Lawyers practicing in federal court have been dealing with e-discovery issues for a number of years pursuant to changes in the Federal Rules of Civil Procedure. But recently, in Einstein v. 357 LLC, a New York State Supreme Court justice decided those rules also applied in state court litigation.
Plaintiffs filed suit against the defendants, including the Corcoran Group, a prominent real estate broker, in connection with the sale of allegedly defective condominium units. Plaintiffs allege they were fraudulently induced to purchase the condos, in part, by a series of e-mail communications made by the Corcoran defendants, and they served discovery demands for the production of the e-mails. Plaintiffs later moved to strike Corcoran’s pleading when defendants failed to make a complete production, including specific e-mails plaintiffs already had in their possession. Citing the obvious existence of those e-mails, the Court ordered defendants to produce their hard drives for inspection and file recovery.

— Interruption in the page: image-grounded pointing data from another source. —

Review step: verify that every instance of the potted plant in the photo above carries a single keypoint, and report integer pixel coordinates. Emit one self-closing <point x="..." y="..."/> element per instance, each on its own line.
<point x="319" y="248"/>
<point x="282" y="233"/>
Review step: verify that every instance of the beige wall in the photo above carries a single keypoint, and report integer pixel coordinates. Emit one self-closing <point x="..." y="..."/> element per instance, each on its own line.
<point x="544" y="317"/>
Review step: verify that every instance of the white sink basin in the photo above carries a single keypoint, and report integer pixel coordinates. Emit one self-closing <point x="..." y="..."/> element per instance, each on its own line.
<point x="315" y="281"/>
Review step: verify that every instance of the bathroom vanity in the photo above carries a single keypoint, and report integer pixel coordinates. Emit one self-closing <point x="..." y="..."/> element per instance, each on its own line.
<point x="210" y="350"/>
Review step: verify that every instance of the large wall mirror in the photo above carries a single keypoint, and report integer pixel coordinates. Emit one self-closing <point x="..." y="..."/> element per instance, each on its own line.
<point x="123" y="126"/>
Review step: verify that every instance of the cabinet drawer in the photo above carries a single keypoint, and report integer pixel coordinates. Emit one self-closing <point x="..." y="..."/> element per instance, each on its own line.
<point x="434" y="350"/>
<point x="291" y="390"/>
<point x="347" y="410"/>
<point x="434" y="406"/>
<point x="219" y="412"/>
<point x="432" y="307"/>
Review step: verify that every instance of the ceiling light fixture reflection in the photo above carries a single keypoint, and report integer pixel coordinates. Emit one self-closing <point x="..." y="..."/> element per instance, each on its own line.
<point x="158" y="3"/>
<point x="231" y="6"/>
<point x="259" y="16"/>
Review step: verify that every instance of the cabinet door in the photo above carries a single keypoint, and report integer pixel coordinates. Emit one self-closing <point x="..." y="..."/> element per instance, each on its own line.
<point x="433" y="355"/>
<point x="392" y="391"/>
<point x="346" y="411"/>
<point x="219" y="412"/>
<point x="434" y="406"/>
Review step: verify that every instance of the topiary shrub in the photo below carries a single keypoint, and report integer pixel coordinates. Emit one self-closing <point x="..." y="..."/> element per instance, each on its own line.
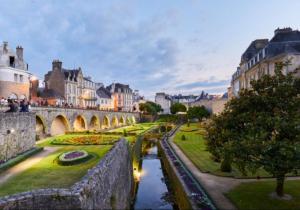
<point x="73" y="157"/>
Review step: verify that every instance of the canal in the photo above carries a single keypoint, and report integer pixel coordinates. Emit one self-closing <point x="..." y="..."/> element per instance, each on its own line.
<point x="153" y="191"/>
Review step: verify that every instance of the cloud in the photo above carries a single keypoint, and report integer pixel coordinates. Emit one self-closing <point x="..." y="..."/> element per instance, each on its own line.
<point x="110" y="41"/>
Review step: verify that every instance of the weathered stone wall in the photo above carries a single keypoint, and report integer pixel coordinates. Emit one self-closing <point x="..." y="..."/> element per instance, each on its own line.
<point x="17" y="134"/>
<point x="106" y="186"/>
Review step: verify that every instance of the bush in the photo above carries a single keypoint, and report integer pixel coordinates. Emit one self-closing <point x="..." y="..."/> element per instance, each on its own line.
<point x="73" y="157"/>
<point x="226" y="165"/>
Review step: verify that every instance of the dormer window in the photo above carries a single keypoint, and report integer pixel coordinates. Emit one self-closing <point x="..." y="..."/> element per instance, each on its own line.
<point x="12" y="61"/>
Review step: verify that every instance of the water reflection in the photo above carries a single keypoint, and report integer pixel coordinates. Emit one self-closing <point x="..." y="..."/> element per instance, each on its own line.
<point x="152" y="190"/>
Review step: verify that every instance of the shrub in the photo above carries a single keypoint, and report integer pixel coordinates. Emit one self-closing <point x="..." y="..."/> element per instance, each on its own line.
<point x="73" y="157"/>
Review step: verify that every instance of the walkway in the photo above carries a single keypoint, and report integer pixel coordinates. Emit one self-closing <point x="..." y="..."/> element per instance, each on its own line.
<point x="22" y="166"/>
<point x="215" y="186"/>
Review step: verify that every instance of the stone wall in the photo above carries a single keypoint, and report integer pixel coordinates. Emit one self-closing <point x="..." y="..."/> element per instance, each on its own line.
<point x="106" y="186"/>
<point x="17" y="134"/>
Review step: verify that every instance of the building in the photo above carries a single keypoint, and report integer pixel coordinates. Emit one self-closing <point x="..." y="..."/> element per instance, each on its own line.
<point x="164" y="101"/>
<point x="262" y="55"/>
<point x="14" y="74"/>
<point x="122" y="97"/>
<point x="104" y="99"/>
<point x="137" y="100"/>
<point x="69" y="86"/>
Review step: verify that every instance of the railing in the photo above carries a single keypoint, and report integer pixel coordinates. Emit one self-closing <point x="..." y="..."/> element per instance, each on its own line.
<point x="2" y="108"/>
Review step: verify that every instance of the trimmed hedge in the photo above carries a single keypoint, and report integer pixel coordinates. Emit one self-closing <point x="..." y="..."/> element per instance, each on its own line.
<point x="62" y="160"/>
<point x="14" y="161"/>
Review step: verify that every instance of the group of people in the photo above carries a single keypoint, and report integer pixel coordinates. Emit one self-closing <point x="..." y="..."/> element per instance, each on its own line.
<point x="15" y="106"/>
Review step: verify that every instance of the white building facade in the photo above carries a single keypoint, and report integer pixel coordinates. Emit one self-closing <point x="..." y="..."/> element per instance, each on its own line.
<point x="14" y="74"/>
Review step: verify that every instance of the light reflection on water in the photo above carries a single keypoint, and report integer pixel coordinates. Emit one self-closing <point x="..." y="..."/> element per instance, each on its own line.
<point x="152" y="191"/>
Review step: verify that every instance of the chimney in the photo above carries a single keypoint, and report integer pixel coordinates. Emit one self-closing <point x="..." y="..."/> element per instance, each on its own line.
<point x="283" y="30"/>
<point x="19" y="51"/>
<point x="5" y="50"/>
<point x="57" y="64"/>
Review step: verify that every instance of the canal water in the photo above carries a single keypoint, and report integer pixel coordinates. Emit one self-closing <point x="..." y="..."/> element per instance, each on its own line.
<point x="152" y="192"/>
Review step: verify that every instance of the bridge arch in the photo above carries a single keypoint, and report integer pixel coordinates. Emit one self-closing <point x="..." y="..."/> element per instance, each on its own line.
<point x="122" y="121"/>
<point x="94" y="123"/>
<point x="80" y="123"/>
<point x="105" y="122"/>
<point x="40" y="127"/>
<point x="114" y="121"/>
<point x="60" y="125"/>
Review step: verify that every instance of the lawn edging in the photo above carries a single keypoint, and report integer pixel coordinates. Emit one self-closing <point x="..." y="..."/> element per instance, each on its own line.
<point x="110" y="180"/>
<point x="21" y="157"/>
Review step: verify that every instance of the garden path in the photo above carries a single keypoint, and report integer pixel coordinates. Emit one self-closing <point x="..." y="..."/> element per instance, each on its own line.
<point x="22" y="166"/>
<point x="215" y="186"/>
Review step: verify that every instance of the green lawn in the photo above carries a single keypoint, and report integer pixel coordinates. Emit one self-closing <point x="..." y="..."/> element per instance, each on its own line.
<point x="47" y="173"/>
<point x="195" y="149"/>
<point x="255" y="195"/>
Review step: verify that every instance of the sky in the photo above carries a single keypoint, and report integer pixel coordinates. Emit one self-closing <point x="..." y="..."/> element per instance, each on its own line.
<point x="172" y="46"/>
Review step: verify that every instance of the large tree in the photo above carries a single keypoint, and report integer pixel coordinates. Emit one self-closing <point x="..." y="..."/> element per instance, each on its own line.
<point x="177" y="107"/>
<point x="261" y="127"/>
<point x="198" y="112"/>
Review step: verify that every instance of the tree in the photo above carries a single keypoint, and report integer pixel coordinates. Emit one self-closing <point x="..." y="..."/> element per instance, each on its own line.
<point x="260" y="128"/>
<point x="177" y="107"/>
<point x="150" y="108"/>
<point x="198" y="112"/>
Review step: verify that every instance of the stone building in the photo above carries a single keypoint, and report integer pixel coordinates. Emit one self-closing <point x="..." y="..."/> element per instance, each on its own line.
<point x="122" y="96"/>
<point x="69" y="86"/>
<point x="262" y="55"/>
<point x="164" y="101"/>
<point x="104" y="99"/>
<point x="14" y="74"/>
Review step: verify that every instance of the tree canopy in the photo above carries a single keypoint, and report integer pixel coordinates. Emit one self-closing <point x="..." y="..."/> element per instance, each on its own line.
<point x="177" y="107"/>
<point x="198" y="112"/>
<point x="261" y="127"/>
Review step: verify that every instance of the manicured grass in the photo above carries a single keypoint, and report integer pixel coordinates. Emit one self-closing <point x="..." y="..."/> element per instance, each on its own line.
<point x="255" y="195"/>
<point x="194" y="148"/>
<point x="49" y="174"/>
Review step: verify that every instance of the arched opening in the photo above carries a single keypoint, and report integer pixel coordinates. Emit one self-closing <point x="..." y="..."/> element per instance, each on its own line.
<point x="40" y="128"/>
<point x="114" y="122"/>
<point x="79" y="124"/>
<point x="128" y="122"/>
<point x="105" y="122"/>
<point x="122" y="121"/>
<point x="94" y="124"/>
<point x="133" y="120"/>
<point x="60" y="125"/>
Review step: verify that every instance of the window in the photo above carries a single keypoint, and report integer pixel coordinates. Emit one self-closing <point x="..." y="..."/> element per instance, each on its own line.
<point x="11" y="61"/>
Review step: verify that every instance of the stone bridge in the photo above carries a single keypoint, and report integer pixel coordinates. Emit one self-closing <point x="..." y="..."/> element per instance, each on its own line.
<point x="55" y="121"/>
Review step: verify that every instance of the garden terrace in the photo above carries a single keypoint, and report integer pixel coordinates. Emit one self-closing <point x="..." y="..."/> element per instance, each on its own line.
<point x="194" y="147"/>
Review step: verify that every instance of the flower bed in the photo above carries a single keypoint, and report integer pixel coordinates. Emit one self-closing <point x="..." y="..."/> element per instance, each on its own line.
<point x="84" y="140"/>
<point x="73" y="157"/>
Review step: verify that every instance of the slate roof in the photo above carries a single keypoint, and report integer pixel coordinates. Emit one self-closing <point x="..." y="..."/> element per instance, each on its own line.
<point x="51" y="94"/>
<point x="103" y="93"/>
<point x="118" y="86"/>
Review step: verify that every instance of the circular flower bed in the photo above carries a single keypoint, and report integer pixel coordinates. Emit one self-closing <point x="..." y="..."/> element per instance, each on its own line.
<point x="73" y="157"/>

Defendants produced the relevant hard drives but the missing e-mails could not be retrieved. The Court conducted a hearing with Corcoran’s IT rep, who admitted he had not been consulted about e-mail production until long after the litigation commenced and that Corcoran made no effort to preserve any e-mails after litigation had begun. The Court also found that statements made by Corcoran’s attorney regarding Corcoran’s deletion policy was not properly represented.
The Court recognized that New York law was silent on the issue, and turned to the Federal Rules and resultant case law for guidance. The Court held that the failure to implement a litigation hold and to monitor the production of that discovery was a grossly negligent destruction of evidence, warranting sanctions for spoliation. The Court held plaintiffs were entitled to an adverse inference against Corcoran that the destroyed e-mails would have been unfavorable to the defendants — essentially establishing the necessary elements of plaintiffs’ claims. The Court also awarded plaintiffs attorney’s fees for the e-mail review.
It will be very interesting to see how this issue is dealt with on an appellate level. Although this was an extreme case that resulted in an extreme ruling, corporations should be careful to make sure certain protocols are in place to avoid deleting e-mails when involved in litigation.